The Philippines’ GDP growth in the first and second quarters (Q1 and Q2) of 2025 is 5.5 percent; Q3 data will be released on November 8. Around the world, so far, only four countries — all in Asia — have released their Q3 2025 GDP performance. Their Q3 and average Q1–Q3 growth rates respectively are as follows: Vietnam 8.2 and 7.8, Malaysia 5.2 and 4.7, China 4.8 and 5.1 and Singapore 2.9 and 3.8.

 

So, if the Philippines grows between 5.5 and 6.0 percent in Q3, the average Q1–Q3 will be around 5.6 percent, lower than Vietnam but higher than Malaysia, China and Singapore.

 

About the brain-dead proposal that the government should abolish the 12 percent VAT to help consumers and reduce the inflation. I say brain-dead because their proposal does not include a corresponding plan to have large-scale spending cuts, like the abolition of some agencies or certain welfare and subsidy programs. We cannot have large-scale tax cuts unless accompanied by large-scale spending cuts.

 

My view on this is that VAT can be reduced from 12 percent to 10 percent or lower, but only if coupled with (a) the abolition of VAT exemptions (they pay zero VAT) for many sectors and (b) spending cuts elsewhere.
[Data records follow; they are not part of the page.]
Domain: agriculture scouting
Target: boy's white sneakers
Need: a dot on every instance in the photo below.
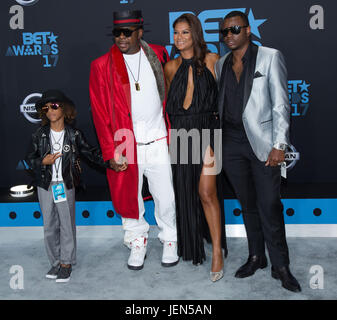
(170, 255)
(138, 253)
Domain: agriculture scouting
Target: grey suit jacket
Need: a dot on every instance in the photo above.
(266, 110)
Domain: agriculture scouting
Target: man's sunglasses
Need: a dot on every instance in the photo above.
(233, 30)
(127, 32)
(54, 106)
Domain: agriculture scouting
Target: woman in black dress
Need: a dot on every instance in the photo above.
(192, 106)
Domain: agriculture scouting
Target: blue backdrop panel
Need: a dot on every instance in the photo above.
(296, 211)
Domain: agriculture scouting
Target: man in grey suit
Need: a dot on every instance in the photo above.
(255, 113)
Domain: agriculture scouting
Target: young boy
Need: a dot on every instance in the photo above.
(54, 158)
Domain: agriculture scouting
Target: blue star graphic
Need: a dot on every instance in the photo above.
(255, 23)
(304, 86)
(52, 38)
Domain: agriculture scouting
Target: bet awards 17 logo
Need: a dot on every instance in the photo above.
(27, 108)
(37, 44)
(210, 22)
(291, 157)
(298, 97)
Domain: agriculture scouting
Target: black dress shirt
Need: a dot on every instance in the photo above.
(234, 92)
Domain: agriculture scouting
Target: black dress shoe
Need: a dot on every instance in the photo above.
(253, 263)
(288, 280)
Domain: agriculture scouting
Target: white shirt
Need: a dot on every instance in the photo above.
(56, 141)
(146, 107)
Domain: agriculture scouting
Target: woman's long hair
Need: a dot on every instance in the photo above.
(199, 44)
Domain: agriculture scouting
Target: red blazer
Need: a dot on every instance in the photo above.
(110, 97)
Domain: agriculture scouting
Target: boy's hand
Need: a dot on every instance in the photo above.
(51, 158)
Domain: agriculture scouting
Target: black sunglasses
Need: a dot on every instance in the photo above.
(233, 30)
(127, 32)
(54, 106)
VAT cannot be reduced unless these two accompanying measures are done either simultaneously or phased in a year or two before or after the VAT cut.

 

Our 12 percent VAT or sales tax is among the highest in East Asia, along with China’s 13 percent and Indonesia’s 12 percent. Other neighbors have lower rates: 10 percent in Japan, South Korea, Cambodia, Laos, Malaysia and Vietnam; nine percent in Singapore; seven percent in Thailand; five percent in Taiwan; and zero in Hong Kong.

 

Many sectors pay 12 percent while several sectors pay zero. This is wrong and distortionary. Once you exempt one sector from VAT payment, other sectors will also lobby hard for similar privileges and produce all sorts of bleeding-heart arguments and overall public finance conditions suffer.

 

The only sectors that should have zero VAT are raw agricultural and fishery products, like kangkong, kamatis, and tilapia — and imported materials for personal use, like pasalubong shoes and clothes for family members, to avoid hassle and corruption in the international airport arrival area for Filipinos.

 

The MUP (AFP, PNP, PCG, BFP, BJMP, BUCOR and NAMRIA) should pay for their own pensions someday when they retire, and not take everything from taxpayers. The MUP pension in the budget is P111 billion in 2024, P145 billion in 2025, and P198 billion in 2026, as proposed by the House of Representatives.

 

For me, this is a scandalous figure. Government doctors and nurses, teachers and educators, lawyers and engineers, agriculturists and local government personnel, among others, did not seek this kind of corrupt setup. They contributed to their own pension while in active service.

 

In addition, there is no “indexation” of retirees’ pensions from the existing salaries of active personnel among non-MUPs. MUP indexation is horribly unfair to taxpayers. A retired police or military general who retired 10 years ago with a monthly pay of, say, P50,000, but whose current counterpart now earns P200,000, will also get P200,000 per month — tax-free — not the P50,000 that was their last salary.

 

We need to cut waste, excess and abuse in the public sector. Taxpayers are not forever milking cows. Either they will try to under-declare taxes as the government remains wasteful, or they will join the waste by declaring themselves poor and entitled to endless subsidies and freebies.